Stalkear agora é crime: o que faz uma pessoa perseguir alguém?
Nova lei protege as vítimas preferenciais da perseguição obsessiva: as mulheres
Pessoas obsessivas por outras sempre fizeram parte de histórias na literatura, no cinema e na televisão. Mas com o surgimento das redes sociais – onde passou a ser possível acompanhar o dia a dia uns dos outros – o comportamento se tornou ainda mais frequente, tanto que chegou a ganhar um nome: o verbo inglês stalk. Seu uso é tão constante que rapidamente a palavra foi adaptada ao nosso português para stalkear, ou seja, uma intrusão em série, não desejada e não consentida que cause desconforto ou medo no outro.
Mas na vida de muita gente, stalkear não é recurso literário ou cinematográfico, feita por um criminoso mascarado. Ao contrário, na maioria dos casos é praticado por pessoas conhecidas e próximas da vítima. O pesadelo se tornou algo real e com tantas implicações práticas e psicológicas que virou crime. Desde este ano, stalkear consta no Código Penal brasileiro.
Mas por que as pessoas stalkeiam? Na maioria dos casos, o stalk é praticado por conhecidos ou parceiros amorosos antigos da vítima, que desejam manter ou estabelecer um relacionamento com ela. Mas há diversas razões que podem levar uma pessoa a desenvolver uma fixação em outra. Desde transtornos mentais, como psicose, traços narcisistas, à baixo autoestima ou consequências de traumas. A razão da obsessão varia de pessoa para pessoa. Há aqueles que estão delirando e acreditam veementemente que são correspondidos, outros tem uma visão distorcida do que venha a ser um relacionamento amoroso saudável, há os que percebem a rejeição como um insulto, ou que sentem que há questões mal resolvidas do passado que necessitam ser esclarecidas – embora a parceria já tenha deixado claro que não tem interesse em qualquer explicação. No entanto, embora muitos possam ser violentos, na maioria dos casos, os perseguidores são pessoas tímidas, doces e delicadas, que tem pouca ou nenhuma rede de apoio social.
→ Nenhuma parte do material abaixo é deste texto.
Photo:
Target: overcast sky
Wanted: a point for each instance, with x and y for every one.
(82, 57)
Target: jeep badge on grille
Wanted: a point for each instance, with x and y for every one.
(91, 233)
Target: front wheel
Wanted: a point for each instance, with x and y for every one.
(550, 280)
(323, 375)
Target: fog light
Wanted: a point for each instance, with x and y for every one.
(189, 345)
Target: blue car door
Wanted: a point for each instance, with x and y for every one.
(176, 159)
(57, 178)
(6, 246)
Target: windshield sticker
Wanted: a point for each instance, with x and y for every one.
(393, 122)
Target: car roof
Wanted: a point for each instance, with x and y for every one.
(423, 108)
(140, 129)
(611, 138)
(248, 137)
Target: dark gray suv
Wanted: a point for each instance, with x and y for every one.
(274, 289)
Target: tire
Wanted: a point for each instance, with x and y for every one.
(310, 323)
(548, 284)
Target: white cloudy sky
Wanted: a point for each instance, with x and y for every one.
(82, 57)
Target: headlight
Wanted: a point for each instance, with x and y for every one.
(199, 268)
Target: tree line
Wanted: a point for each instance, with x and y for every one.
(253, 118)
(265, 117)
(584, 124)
A presença do stalker pode se dar por diversas maneiras: pelo envio exagerado de mensagens, e-mails ou tentativas de ligações; aproximação da casa ou do local de trabalho do outro; envio frequente de flores ou presentes indesejados; incomodar terceiros em busca de informações sobre a pessoa; manter a vítima sob vigilância, presencialmente ou por meio de suas redes sociais – ou até mesmo entrar em suas redes com a senha do stalkeado, hackear seu celular ou computador. Se, à primeira vista, alguns desses comportamentos podem parecer inofensivos sob o ponto de vista físico, nenhuma pessoa está autorizada a perseguir outra, ainda mais se a vítima já deixou claro que esse não é o seu desejo.
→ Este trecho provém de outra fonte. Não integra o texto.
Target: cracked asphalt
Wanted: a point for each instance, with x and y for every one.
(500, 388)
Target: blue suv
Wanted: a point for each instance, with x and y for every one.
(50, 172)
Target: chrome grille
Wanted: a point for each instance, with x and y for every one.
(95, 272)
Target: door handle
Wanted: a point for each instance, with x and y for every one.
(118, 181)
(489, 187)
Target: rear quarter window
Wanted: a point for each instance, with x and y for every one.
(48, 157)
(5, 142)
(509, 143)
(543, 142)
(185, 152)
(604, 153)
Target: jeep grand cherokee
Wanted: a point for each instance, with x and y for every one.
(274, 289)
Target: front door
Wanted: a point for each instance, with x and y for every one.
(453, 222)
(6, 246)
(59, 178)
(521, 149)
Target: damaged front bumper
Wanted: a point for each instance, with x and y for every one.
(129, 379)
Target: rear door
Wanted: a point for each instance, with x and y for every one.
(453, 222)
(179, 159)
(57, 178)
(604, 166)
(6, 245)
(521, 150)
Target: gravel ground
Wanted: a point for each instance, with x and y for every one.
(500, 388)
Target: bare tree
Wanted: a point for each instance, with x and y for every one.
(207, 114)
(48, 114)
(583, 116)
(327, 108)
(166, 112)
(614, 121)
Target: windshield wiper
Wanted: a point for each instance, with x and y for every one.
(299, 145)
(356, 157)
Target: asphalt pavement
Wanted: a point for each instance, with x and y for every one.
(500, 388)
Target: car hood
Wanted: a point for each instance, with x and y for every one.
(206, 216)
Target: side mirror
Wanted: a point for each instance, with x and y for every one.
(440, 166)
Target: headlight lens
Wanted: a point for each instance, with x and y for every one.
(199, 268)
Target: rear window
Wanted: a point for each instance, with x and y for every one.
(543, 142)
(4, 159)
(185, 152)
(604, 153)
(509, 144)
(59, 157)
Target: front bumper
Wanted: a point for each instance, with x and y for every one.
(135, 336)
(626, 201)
E como deve proceder quem é vítima de stalker? Os relatos das pessoas que são objeto de fixação são bastante assustadores. A sensação de medo, ansiedade ou violação é frequente. O principal medo é que o perseguidor passe a agir com violência. O sinal de alerta a que se deve ficar atento é se há uma progressão no comportamento do stalker, uma espécie de “passo a frente”: se antes ele apenas mandava mensagens e agora aparece na porta da sua casa, por exemplo. Nesses casos, a instrução de especialistas é deixar claro para a pessoa que você não deseja nenhum tipo de relação com ela e cortar todas as possibilidades de contato. Se ainda assim, o incômodo persistir, a vítima deve procurar a Justiça.
A boa notícia é que a lei brasileira finalmente criminaliza esse tipo de comportamento, que antes eram enquadrados como crime de “perturbação da tranquilidade alheia” e, raramente, garantiam alguma paz às vítimas. A partir de agora, é formalmente considerado crime quem perseguir alguém repetidas vezes e por qualquer meio, digital ou físico, ameaçando sua integridade física ou psicológica, com penas que variam de seis meses a dois anos de prisão em regime fechado, além de multa.
A sanção da lei no país que ocupa o quinto lugar no ranking dos que mais matam no mundo por crime de feminicídio – quase 80% deles cometidos por alguém próximo à vítima – deve ser comemorado. Trata-se de mais um passo importante na preservação da saúde e da integridade da vítima preferencial dos stalkers: as mulheres.
Analice Gigliotti é Mestre em Psiquiatria pela Unifesp; professora da PUC-Rio; chefe do setor de Dependências Químicas e Comportamentais da Santa Casa do Rio de Janeiro e diretora do Espaço Clif de Psiquiatria e Dependência Química.